A Taliban car bomb targeted a US company in Kabul on Monday, killing one person and wounding at least 15 shortly after a landmine killed 10 young girls in eastern Afghanistan, officials said.
It was the most brazen assault aimed at Westerners in the fortified Afghan capital since a suicide car bomber killed 12 people, including eight South Africans, on September 18.
A security source at the military contracting firm Contrack told AFP that five foreigners, including Americans and South Africans, were among the wounded. Police said only three foreigners were slightly injured, mainly by flying glass.
Contrack is a US-owned company which builds military facilities for the Afghan army and police, an employee said.
"We were sitting in the office. There was a massive explosion. The ceiling collapsed over us and 10 to 12 Afghans in the office were wounded," he said.
Police said it was not immediately clear whether anyone had been in the truck when the huge explosion occurred.

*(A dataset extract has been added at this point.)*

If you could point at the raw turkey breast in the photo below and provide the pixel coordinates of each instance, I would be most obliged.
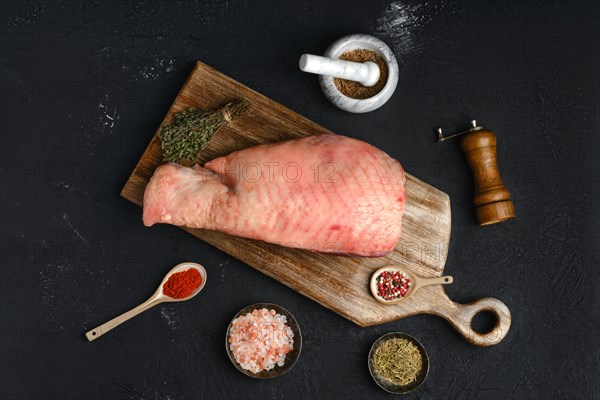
(326, 193)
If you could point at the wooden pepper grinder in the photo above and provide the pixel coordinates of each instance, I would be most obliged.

Afghanistan police and security forces search the site of an explosion in Kabul on December 17, 2012. A Taliban car bomb exploded at a compound owned by a US-based military contractor in Kabul, killing one person and wounding at least 15, including foreigners, officials said.
"A small truck packed with explosives detonated between Contrack and Najeeb Zarab factories -- one person is dead and 15 others are wounded," Kabul police chief Mohammad Ayoub Salangi told AFP.
"We don't yet know whether there was someone in the truck or it was detonated remotely. They were very powerful explosives."
The Taliban claimed responsibility for the attack, saying it was a suicide car bombing carried out by a "hero mujahid" on "an important American company which provided security services to the invading forces".
"This company was under the surveillance of the mujahedin for a while and thanks God today the opportunity was provided to attack it," Taliban spokesman Zabihullah Mujahid said in a statement.
The militia, which was ousted from power in Kabul by a 2001 US-led invasion, is fighting to bring down the Western-backed government and to expel US-led foreign troops.
An AFP reporter at the scene said there were signs of a huge explosion beyond an area blocked off by police, and some bystanders had also suffered minor injuries.
In May, Taliban bombers disguised in burqas attacked a heavily fortified guest house used by Westerners in the same area. Seven people were killed at the "Green Village" complex used by the European Union, the United Nations and aid groups.
A wounded Afghan walks near the site of an explosion in Kabul on December 17, 2012. A Taliban car bomb exploded at a compound owned by a US-based military contractor in Kabul, killing one person and wounding at least 15, including foreigners, officials said.
A US-led NATO force of some 100,000 troops is backing the Kabul government against the Taliban insurgents, but they are due to pull out in 2014 and are training the Afghan army and police to take over responsibility for security.
In eastern Afghanistan, 10 girls aged nine to 11 died when one of them accidentally struck a mine with an axe as they were collecting firewood before going to school in an area troubled by Taliban violence.
"An old mine left over from the time of the jihad (against Soviet troops in the 1980s) exploded, killing 10 girls and wounding two others," Chaparhar district governor Mohammad Sediq Dawlatzai told AFP.
Nangarhar provincial government spokesman Ahmad Zia Abdulzai said the mine was planted by "the enemies of Afghanistan" -- a reference to the Taliban -- even if it had been dormant for some time.
President Hamid Karzai appeared to accept this explanation, condemning the blast as "an unforgivable crime" in a statement.
The commander of NATO and US forces in Afghanistan said he was deeply saddened.
A policeman stands guard at the site of an explosion in Kabul on December 17, 2012. A Taliban car bomb exploded at a compound owned by a US-based military contractor in Kabul, killing one person and wounding at least 15, including foreigners, officials said.
"Over three decades of conflict, Afghanistan became one of the most heavily mined countries on earth," said General John Allen.
"These precious children were innocent victims and I express my sincere sympathy and condolences to the families and friends of those affected."
Most of the bodies were so badly shattered that they could hardly be recognised, Dawlatzai said.
Despite international clearance efforts, more than three decades of war have left Afghanistan one of the most heavily-mined countries in the world.
The explosives were placed during three recent conflicts: the 1980s war against the Soviets, the 1990s civil war, and during fighting between the Northern Alliance and the Taliban before they were ousted in 2001.
The Taliban now plant bombs, or improvised explosive devices, to target Afghan troops and their NATO backers but these regularly kill civilians.